# Hello from Iowa



## jcats322 (Mar 10, 2009)

I have been coming to this site since last summer when I decided I wanted to try some smoking.  I have already learned a lot and gained some valuable information. I recently was in our local Walmart and was looking at their smokers when my eyes fell upon two GOSMs fully assembled and on clearance for $99. Needless to say I scooped one up real fast. Today I am doing my initial run with a 5.5 lb butt and things are going pretty good so far after a couple of initial flare ups.
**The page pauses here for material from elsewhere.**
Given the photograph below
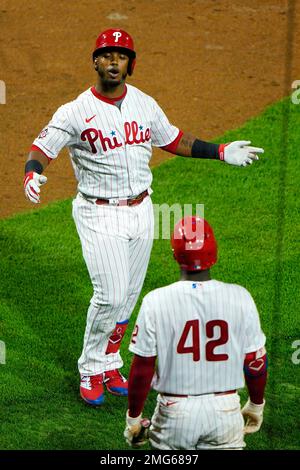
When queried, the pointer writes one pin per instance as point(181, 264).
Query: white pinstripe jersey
point(200, 333)
point(110, 148)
I just wanted to introduce myself and say Thanks for all the info, I am pretty sure I am already hooked and I haven't even tasted the pulled pork yet!     Johnny


----------



## grothe (Mar 10, 2009)

Welcome aboard Johnny, glad ta hear ya made the plunge!
Lookin forward to some Q-view!!!


----------



## irishteabear (Mar 10, 2009)

Glad you decided to join SMF.  Welcome to the addiction. 
	

	
	
		
		



		
			






  Don't forget the qview!


----------



## dysartsmoker (Mar 10, 2009)

welcome great folks here


----------



## fire it up (Mar 10, 2009)

Welcome jcats.
Hope you have better luck with your first butt than I did.  Bad ventilation, too much smoke.  Looked good but had that terrible burning bitter creosote taste to it but I learned my lesson.
Heres to wishing you a good day, and a good smoke.


----------



## jcats322 (Mar 10, 2009)

I have been trying to be a careful as I can about too much smoke, only time and taste will tell if I was successful.


----------



## bbq engineer (Mar 10, 2009)

Welcome JCats,

Glad to have you on board!

BBQ Eng.


----------



## rickw (Mar 10, 2009)

Welcome from IL. good luck on your first smoke.


----------



## uncle_lar (Mar 10, 2009)

another welcome from your neighboring state of Illinois
and fellow GOSM  owner


----------



## meat hunter (Mar 10, 2009)

Ok, I  thought we all agreed, no more folks from Iowa. Ha ha ha. Just kidding neighbor, a little friendly rivalry. Welcome to the site. This place is great. Learn what ya can fast because Spring is coming quick and that means smoking time. By the way, where abouts in Iowa? Im just North of Cresco, slightly West of Decorah. Glad to have ya onboard.


----------



## jcats322 (Mar 10, 2009)

Grew up on a farm outside of Blairsburg, now live in Des Moines(Urbandale).


----------



## jdt (Mar 10, 2009)

in that case welcome from the southside


----------



## c2s (Mar 10, 2009)

Could you 2 send the rain more south east then east. I've got enough thank you. :)


----------



## roscoe dog (Mar 10, 2009)

We were Neighbors. I grew up in Webster City.
Welcome.


----------



## seenred (Mar 10, 2009)

Welcome to SMF, Johnny!  You'll be glad you joined.  Congrats on your new rig, I think you'll really like the GOSM.  I have one myself.  Good luck with your first smoke, but beware:  It's addictive!


----------



## BandCollector (Mar 10, 2009)

Welcome from Pittsburgh, PA.....glad you joined us


----------



## carpetride (Mar 10, 2009)

Congratulations on your find, that 99 bucks is going to provide some great meals!

Welcome to SMF


----------



## daboys (Mar 10, 2009)

Carefull now. Welcome jcats. Glad you finally joined us. I've got a gosm too. Used it all winter. Works great.


----------



## sumosmoke (Mar 10, 2009)

Glad ya joined the group, Johnnie. Hope to see some pics of your future smokes!


----------



## cowgirl (Mar 11, 2009)

Welcome to the forum Johnny, glad to have you aboard!


----------



## vtanker (Mar 11, 2009)

Welcome. We need pictures.


----------



## smokebuzz (Mar 11, 2009)

Welcome from the north,
Glad ya found us!!


----------



## cman95 (Mar 11, 2009)

Welcome to SMF.


----------



## richoso1 (Mar 11, 2009)

Johmmy, welcome to the SMF. looks like you're in for some fun.


----------